We set the random state so that we get the same results. rs.uniform() gives us back n random points which we can set with size=n.

Let’s plot our first hexbin!

import seaborn as sns
import matplotlib.pyplot as plt
sns.jointplot(pts1,pts2,kind="hex")
plt.show()

As you can see, both of the histograms show an even distribution across the range which we expect. Within in the center, we see that there is a perfect correlation where as x goes up so does y by twice as much (the pearson r represents correlation and is 1 in this case, as it is printed). What if we had two uniform distributions that were independent?

rs = np.random.RandomState(1)
pts1 = rs.uniform(size=10000)
pts2 = rs.uniform(size=10000)
sns.jointplot(pts1,pts2,kind="hex")
plt.show()

Now that they are independent, there is no longer a relationship.

Let’s try this with two independent normal distributions.
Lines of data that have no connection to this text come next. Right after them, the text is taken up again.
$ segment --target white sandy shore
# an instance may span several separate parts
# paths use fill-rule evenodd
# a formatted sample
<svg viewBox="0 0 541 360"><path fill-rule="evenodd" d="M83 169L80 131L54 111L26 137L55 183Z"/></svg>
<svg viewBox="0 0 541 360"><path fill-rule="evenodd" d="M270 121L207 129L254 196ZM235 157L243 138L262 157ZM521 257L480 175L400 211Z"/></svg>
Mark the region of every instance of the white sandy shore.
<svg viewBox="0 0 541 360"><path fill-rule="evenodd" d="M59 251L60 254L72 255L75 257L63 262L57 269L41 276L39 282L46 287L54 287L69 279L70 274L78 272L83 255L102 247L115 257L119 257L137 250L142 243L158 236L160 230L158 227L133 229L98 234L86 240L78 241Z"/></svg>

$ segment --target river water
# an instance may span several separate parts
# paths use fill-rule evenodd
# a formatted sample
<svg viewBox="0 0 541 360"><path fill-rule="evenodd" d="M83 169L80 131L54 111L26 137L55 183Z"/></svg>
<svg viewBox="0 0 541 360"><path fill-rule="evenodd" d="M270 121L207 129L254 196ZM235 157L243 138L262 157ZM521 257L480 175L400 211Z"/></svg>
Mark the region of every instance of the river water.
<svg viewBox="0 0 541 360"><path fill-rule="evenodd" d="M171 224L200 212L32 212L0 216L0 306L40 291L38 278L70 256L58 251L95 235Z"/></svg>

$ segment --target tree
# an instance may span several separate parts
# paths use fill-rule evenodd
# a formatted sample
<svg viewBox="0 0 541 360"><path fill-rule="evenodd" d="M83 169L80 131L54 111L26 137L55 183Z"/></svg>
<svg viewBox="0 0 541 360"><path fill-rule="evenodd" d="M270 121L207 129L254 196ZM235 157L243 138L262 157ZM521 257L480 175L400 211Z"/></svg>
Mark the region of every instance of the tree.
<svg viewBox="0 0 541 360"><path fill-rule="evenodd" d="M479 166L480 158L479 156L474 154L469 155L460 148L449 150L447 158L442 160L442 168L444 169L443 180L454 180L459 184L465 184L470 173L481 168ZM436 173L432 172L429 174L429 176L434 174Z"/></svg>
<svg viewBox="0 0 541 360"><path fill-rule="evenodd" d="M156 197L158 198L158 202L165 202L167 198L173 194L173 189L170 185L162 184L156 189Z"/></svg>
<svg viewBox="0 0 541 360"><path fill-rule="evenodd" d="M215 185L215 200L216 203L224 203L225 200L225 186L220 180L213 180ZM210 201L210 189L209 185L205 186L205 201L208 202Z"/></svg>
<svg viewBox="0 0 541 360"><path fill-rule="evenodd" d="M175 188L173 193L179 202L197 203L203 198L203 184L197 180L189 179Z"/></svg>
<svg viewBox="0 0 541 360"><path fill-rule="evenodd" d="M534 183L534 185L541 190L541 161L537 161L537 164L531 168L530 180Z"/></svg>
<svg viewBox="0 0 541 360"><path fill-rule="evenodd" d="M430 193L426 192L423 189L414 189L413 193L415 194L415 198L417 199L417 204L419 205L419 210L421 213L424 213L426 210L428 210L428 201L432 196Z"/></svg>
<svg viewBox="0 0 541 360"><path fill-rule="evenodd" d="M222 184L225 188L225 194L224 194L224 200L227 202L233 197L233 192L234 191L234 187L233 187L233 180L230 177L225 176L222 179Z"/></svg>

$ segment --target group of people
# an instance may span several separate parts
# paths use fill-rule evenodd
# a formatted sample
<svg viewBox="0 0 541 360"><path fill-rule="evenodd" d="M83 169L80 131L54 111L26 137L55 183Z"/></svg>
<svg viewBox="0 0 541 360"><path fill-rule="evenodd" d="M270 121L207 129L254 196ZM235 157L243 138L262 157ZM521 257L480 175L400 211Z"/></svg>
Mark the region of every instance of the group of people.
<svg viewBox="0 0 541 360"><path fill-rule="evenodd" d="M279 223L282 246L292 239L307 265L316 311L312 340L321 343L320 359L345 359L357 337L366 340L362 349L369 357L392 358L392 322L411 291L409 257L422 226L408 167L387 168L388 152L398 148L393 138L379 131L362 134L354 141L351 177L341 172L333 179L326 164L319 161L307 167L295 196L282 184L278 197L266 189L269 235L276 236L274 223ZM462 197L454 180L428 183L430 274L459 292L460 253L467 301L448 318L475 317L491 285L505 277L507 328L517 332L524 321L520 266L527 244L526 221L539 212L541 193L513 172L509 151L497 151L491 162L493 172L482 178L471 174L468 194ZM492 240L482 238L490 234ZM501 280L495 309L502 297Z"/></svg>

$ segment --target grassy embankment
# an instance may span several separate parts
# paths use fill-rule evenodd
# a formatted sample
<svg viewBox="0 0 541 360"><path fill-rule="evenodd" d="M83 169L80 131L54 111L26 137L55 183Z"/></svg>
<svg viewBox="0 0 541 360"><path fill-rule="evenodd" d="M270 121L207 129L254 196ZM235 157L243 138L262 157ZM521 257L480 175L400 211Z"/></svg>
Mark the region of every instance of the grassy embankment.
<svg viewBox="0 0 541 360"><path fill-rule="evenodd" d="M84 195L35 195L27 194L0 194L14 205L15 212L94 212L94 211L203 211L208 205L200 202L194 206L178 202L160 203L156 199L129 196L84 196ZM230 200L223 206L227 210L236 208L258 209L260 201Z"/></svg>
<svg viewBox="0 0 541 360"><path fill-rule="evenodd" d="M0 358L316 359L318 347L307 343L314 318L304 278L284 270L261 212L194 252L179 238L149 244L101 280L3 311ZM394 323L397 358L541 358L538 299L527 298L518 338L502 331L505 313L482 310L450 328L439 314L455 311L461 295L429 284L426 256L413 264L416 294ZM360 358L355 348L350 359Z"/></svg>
rs = np.random.RandomState(1)
pts1 = rs.normal(size=10000)
pts2 = rs.normal(size=10000)
sns.jointplot(pts1,pts2,kind="hex")
plt.show()

In this case, there is not a relationship again, but we see that the points tend to group towards the center because both are normally distributed. You can think about it in terms of standard deviations, being three standard deviations from the mean to the right has only a probability .15%, the chance that both the first and second distribution have a value three standard deviations to the right is .15%*.15% which equals .0225%. On the other hand, the chance both points are within one standard deviation of their means is 68% * 68% = 46%.